The adoption of public cloud and multi-cloud systems has made observability significantly more difficult for the majority (64 percent) of organizations, a new report from cloud cost management firm Yotascale suggests.
Yotascale recently polled 357 IT, DevOps, and AppDev professionals for its ESG Observability Survey and found that almost three-quarters (71 percent) now use at least three different infrastructure providers. That makes observability quite the challenge, especially for companies in the technology industry (74 percent).
What’s more, 84 percent of organizations said tracking costs and cloud cost allocation had become “burdensome and time-consuming". Meanwhile, a third (33 percent) of the respondents in the tech industry found the issue “extremely burdensome”.
Almost two-thirds (61 percent) would appreciate greater visibility into which teams own which cloud resources, while a quarter (24 percent) of those considering changing how they monitor and observe cloud costs said they’ve experienced infrastructure costs scaling “too quickly”.

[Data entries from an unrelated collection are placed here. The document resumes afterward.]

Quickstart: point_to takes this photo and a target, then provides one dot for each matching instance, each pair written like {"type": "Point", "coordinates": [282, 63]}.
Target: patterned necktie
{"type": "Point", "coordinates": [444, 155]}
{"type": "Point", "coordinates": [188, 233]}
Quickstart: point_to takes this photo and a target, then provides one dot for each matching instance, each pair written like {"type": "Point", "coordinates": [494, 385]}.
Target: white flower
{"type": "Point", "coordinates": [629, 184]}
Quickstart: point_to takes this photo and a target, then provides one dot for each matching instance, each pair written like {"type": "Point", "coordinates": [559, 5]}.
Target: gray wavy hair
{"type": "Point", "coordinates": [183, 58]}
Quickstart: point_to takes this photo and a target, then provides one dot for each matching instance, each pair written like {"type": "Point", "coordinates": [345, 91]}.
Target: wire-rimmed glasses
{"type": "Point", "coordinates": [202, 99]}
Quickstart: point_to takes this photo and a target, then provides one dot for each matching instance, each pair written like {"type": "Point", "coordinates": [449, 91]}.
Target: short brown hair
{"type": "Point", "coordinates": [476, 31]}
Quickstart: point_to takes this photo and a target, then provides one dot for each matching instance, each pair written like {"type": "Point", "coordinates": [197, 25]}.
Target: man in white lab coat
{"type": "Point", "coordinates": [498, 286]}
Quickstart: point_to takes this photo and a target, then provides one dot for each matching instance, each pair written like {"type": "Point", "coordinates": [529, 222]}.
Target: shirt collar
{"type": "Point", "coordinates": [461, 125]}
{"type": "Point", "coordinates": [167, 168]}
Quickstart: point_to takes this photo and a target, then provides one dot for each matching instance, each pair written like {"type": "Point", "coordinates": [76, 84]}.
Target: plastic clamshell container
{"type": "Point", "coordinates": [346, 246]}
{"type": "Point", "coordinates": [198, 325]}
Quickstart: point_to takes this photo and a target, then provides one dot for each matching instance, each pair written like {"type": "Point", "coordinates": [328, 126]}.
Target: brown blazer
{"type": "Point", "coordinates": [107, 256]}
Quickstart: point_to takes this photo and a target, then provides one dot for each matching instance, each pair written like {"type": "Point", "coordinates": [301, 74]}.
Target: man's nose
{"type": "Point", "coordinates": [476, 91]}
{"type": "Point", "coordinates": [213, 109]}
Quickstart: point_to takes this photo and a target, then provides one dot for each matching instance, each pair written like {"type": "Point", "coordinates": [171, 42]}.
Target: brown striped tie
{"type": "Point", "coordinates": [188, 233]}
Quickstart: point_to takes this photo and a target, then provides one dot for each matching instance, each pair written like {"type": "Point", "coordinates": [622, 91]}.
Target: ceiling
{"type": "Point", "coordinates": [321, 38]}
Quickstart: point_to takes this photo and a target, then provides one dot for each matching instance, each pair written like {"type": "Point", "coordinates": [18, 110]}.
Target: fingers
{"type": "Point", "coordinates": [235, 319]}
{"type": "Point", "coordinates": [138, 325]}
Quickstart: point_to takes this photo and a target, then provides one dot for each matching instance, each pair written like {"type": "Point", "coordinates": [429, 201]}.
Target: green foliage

"Gaining visibility into cloud costs is the first step for enterprises who want to optimize the cost of their cloud infrastructure," said Scott Sinclair, Practice Director for ESG, who led the research study.
"Organizations need to operate on average 57 percent faster than three years ago. Trying to optimize cloud costs at that speed without the aid of a third-party tool leaves many enterprises ill-equipped to have total visibility into their cloud spend and cost attribution, especially for today's modern architectures and containerized applications."